Come on now, saying that controlling the Geth (strictly speaking, rewriting the heretics is not this but let's assume it is for the sake of argument) is like one human controlling the Reapers is like saying my housecat is proof that I can train and control a pride of lions.
He's not a good guy, but his logic isn't as evil as you're trying to make it sound. You can disagree with his methods but his goals were always to stop the Reapers and secure human dominance. By controlling them, he can hit two birds with one stone. The Reapers used this ideal against him in order to make him turn on Shepard.
I never said his logic was evil, I said it was power hungry, selfish and - for all the game tells us right up until the end - completely misguided.
Yea, indoctrinated factions. No one even knew what the Crucible would do. We only know for sure that Control is possible right after the Catalyst himself tells us so and points us in the direction to do so.
The idea was there. Therefore, with the IDEA, Shepard should be able to express interest in it.
The fact is, Anderson/Hackett say destroy is the only option. Shepard agrees with them. If they want control as a viable option, why not have Shepard argue for it?

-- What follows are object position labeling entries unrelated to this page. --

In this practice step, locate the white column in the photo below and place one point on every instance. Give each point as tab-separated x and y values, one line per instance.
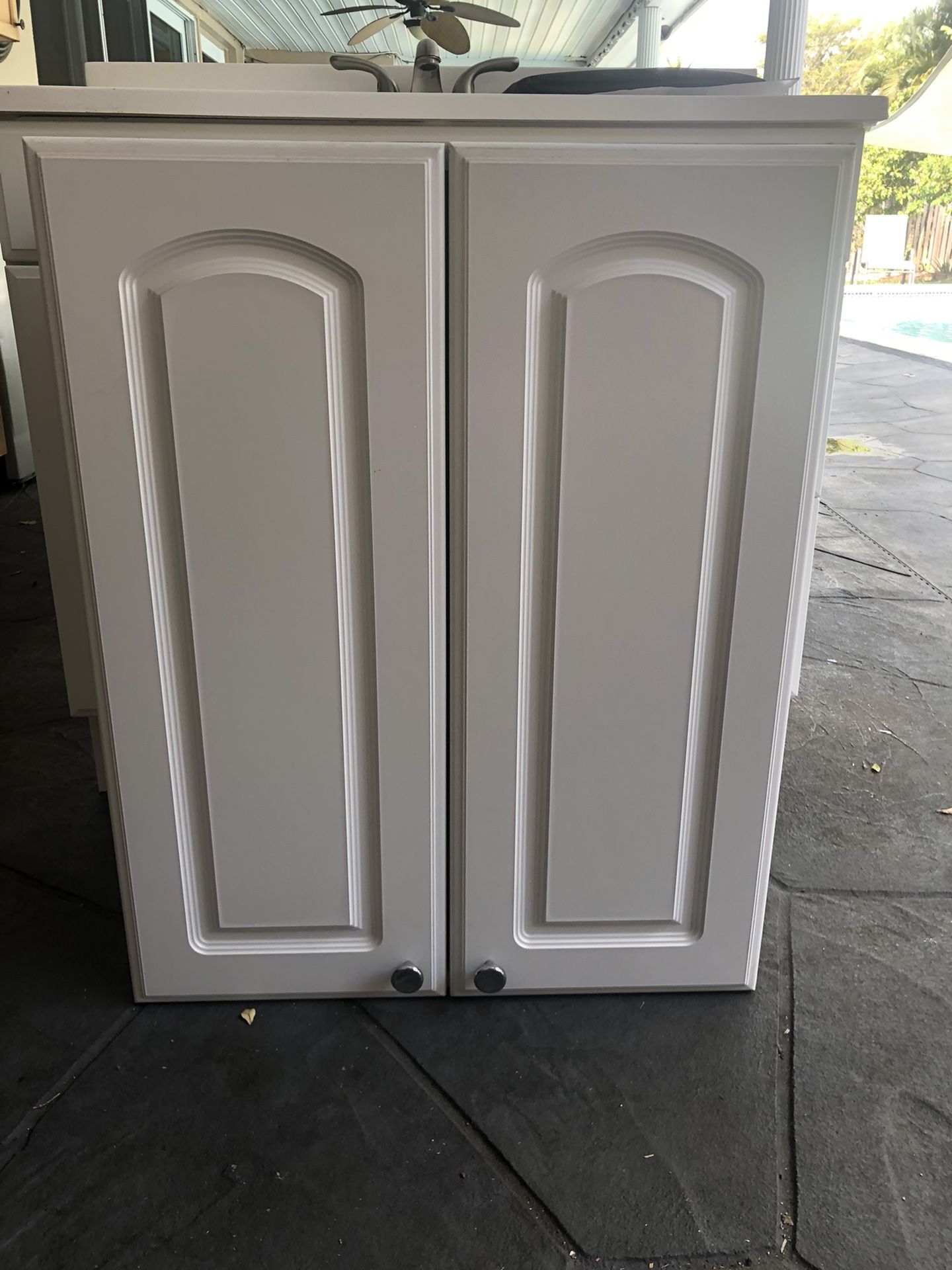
649	48
786	40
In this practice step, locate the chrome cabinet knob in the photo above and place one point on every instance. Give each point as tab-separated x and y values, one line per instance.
407	978
489	977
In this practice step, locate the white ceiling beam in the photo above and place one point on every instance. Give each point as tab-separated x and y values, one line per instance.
625	23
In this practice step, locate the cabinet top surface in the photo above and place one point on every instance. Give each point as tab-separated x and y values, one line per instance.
306	106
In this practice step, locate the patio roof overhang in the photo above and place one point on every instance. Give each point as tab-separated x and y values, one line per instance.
926	121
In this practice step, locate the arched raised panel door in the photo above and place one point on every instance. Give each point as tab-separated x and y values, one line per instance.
635	422
253	347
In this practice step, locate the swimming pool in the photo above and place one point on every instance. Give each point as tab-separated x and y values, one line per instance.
912	319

Controlling your enemies and or their technology WAS foreshadowed in previous games. In ME2 you could role-play shepard into controlling both the Geth and the Collector Base. Sure this time around the scale is bigger but the idea remains the same. Either way control never does conflict with Shepard's established goal of STOPPING (not necessarily destroying) the Reapers that was set way back in ME1.
The scale is all important! Controlling the Reapers should be an incredible undertaking, not just "Oh hey you can control all Reapers now".
The other situations aren't even the same. YOU do not control the Geth. You do not control Collectors (you kill them and take their stuff). Hell, Overlord is an entire DLC storyline about how having a human attempting to control Geth goes horribly, horribly wrong.
Anndd so does TIM? He shoots himself as soon as you make him realize that he wasn't fullfilling his goals of controlling the Reapers. Besides at this point TIM has passed the "subtle indoctrination" phase CLEARLY since he looks like a goddamn husk during that scene.
How about all the times before that he's actively sabotaging Crucible construction?
The difference between Saren and TIM is that up until Saren shoots himself, you can see how he deluded himself into thinking he was prevailing, because everything was going according to his plan anyway.
TIM? He's going against his own plan from the very beginning. He shouldn't have needed Shepard to convince him of anything, he was shooting himself in the foot long before then.